La première journée commence très fort avec The Great Old Ones (13h – 13h45) en ouverture du festival. D'entrée on est partagé entre l'immense plaisir d'accueillir la talentueuse formation bordelaise et la déception qu'offre la programmation de placer le groupe si tôt sur l'affiche... Difficile en effet de permettre au black atmo lancinant du groupe de s'exprimer sous son meilleur visage en plein air alors que le soleil est à son zénith.
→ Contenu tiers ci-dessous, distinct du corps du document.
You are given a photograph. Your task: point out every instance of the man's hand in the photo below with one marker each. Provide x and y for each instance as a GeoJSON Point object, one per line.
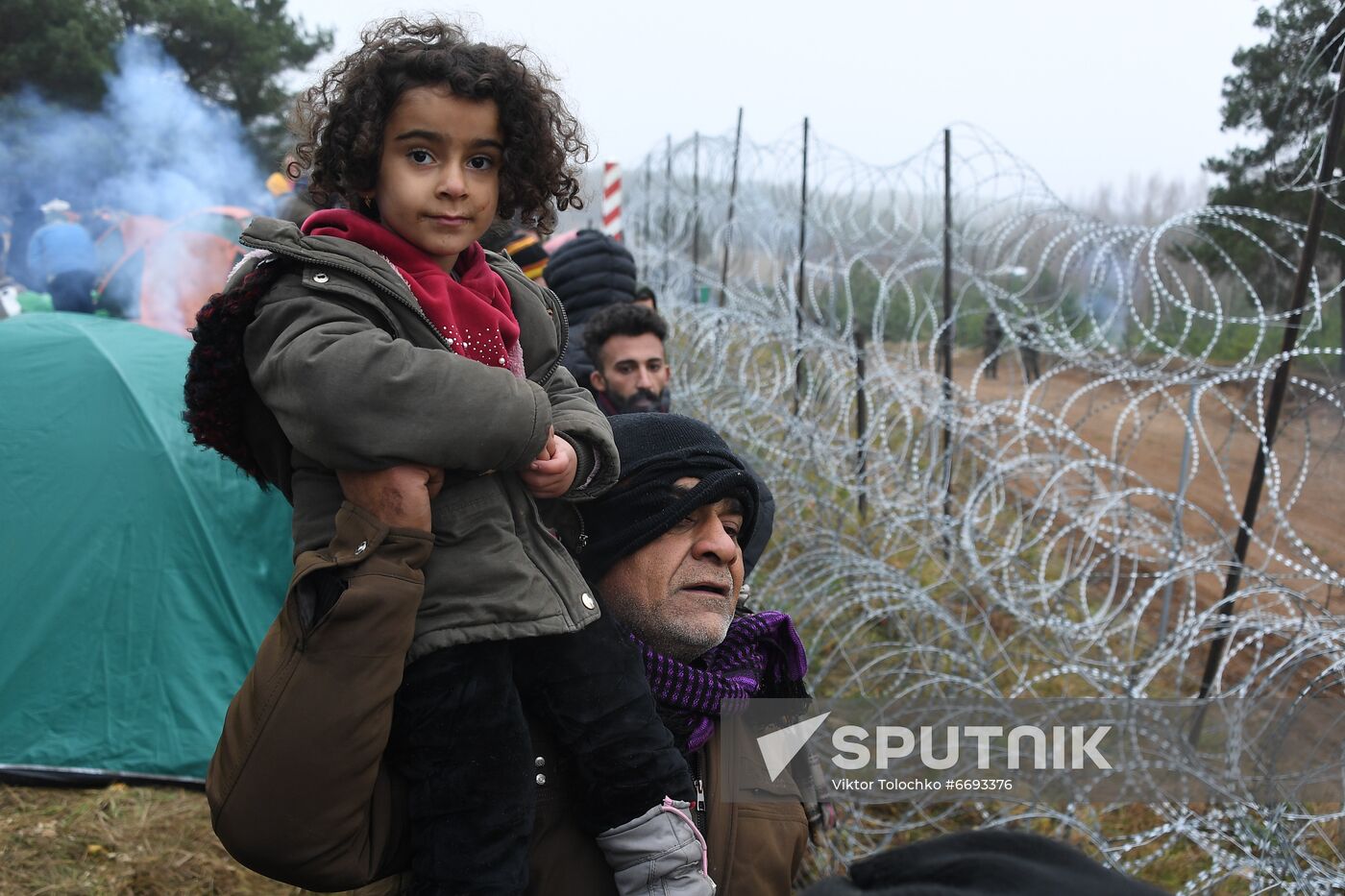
{"type": "Point", "coordinates": [551, 473]}
{"type": "Point", "coordinates": [397, 496]}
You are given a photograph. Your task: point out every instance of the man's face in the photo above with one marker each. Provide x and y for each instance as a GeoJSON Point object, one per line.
{"type": "Point", "coordinates": [678, 593]}
{"type": "Point", "coordinates": [632, 372]}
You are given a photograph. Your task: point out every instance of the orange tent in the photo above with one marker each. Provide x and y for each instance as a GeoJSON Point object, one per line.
{"type": "Point", "coordinates": [164, 278]}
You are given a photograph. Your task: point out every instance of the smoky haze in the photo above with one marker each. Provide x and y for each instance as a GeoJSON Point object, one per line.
{"type": "Point", "coordinates": [155, 147]}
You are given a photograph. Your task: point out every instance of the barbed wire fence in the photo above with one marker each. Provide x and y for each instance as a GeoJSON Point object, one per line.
{"type": "Point", "coordinates": [1058, 517]}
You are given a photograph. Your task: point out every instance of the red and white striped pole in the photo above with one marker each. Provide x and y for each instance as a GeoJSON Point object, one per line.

Les avis seront très partagés dans le public entre les néophytes qui auront du mal à saisir pleinement l'ambiance et les émotions des compositions dans ces conditions et les fans qui, comme votre serviteur, parviendront à passer outre. Venu défendre son excellent nouvel opus Tekeli-li, une des meilleures options était de simplement fermer les yeux afin de se laisser immerger dans l'univers sombre et oppressant de H. P. Lovecraft. Et pour celui qui laissera Cthulhu pénétrer son âme, la prestation sera une franche réussite avec toujours la même puissance et classe. Une excellente entrée en matière donc !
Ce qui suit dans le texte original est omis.